Niska nods once, terse, and pulls a loosened board free from the front door. Then she stops, frozen for so long that Odi almost fears that she's stalled somehow. Then she turns.

"... you should visit St. Mary's hospital."

"St. Mary's." The words queue a rush of recovered data. "That's where we took Mary for..." the words die on his lips, and he lifts his head, staring at Niska. "Why?"

She looks back at him calmly. "It's the closest trauma center to your home. Why do you think?"

No. Frantically Odi tries to piece together the fragments of data he'd recorded at the moment of George's death. George laying on the floor in front of him, clutching Odi's arm with the last of his strength. The way he'd smiled. All the blood... "No. No, it's not possible. His vitals - I saw them take him out out of the house - the body bag - "

"Did you?" Niska asked softly. "I was outside. I saw a stretcher. Not a body bag. The ambulance left in one hell of a hurry."

The turmoil of emotion that washes over him is just as overwhelming as the sorrow had been, but for far different reasons.

George.

He stares at Niska, voice a bare whisper. "Do you really think..."

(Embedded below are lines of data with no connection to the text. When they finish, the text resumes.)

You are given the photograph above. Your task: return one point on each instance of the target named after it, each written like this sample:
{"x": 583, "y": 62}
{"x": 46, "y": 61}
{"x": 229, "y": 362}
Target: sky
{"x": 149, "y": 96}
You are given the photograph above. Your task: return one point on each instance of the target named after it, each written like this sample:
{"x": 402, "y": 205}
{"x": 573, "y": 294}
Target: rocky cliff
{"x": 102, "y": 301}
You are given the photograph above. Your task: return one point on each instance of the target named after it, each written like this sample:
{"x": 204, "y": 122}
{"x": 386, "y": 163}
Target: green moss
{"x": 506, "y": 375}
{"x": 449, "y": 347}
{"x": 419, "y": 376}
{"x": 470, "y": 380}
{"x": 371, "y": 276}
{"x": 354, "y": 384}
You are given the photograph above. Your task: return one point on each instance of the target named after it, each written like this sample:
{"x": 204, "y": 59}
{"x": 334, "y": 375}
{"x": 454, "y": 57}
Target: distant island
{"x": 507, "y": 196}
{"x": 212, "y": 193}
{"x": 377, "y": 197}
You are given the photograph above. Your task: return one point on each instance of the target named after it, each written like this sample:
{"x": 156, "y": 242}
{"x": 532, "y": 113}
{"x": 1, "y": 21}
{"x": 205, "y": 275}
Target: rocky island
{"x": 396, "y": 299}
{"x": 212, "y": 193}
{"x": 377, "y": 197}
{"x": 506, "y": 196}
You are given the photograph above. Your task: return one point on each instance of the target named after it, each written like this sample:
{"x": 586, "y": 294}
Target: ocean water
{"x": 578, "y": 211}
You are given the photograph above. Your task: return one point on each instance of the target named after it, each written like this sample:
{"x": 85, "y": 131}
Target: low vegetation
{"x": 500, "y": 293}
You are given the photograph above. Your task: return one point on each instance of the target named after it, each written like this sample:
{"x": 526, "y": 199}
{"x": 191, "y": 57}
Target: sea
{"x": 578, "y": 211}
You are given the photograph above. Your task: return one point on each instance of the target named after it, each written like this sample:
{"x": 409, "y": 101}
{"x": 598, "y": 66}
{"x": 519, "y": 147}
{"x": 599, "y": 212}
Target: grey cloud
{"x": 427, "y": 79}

Niska smiles, soft and sad, closing the distance between them. Then she stops, looking at him quietly for a long moment. "What does it feel like?" She asks, finally. "To have emotions and reason now that you've spent so long without them?"

Odi looks down at his hands, closes them into fists and opens them again. He thinks of the overwhelming pain that he'd felt, that still lingers. The worry that George has not survived despite Niska's words. The bright, trembling hope that he might have. He shakes his head. "There's no way to describe it."

"Try."

Odi looks back up at her, and lets his emotions take over from his logic. "... it feels like I finally have real legs instead of worn velveteen and stuffing."

"I don't understand."

"It's alright. You won't."

Niska considers his answer for a moment, and nods slowly. Then she leans in, pressing a kiss to Odi's cheek. "Be happy, Odi," she murmurs, then disappears into the night.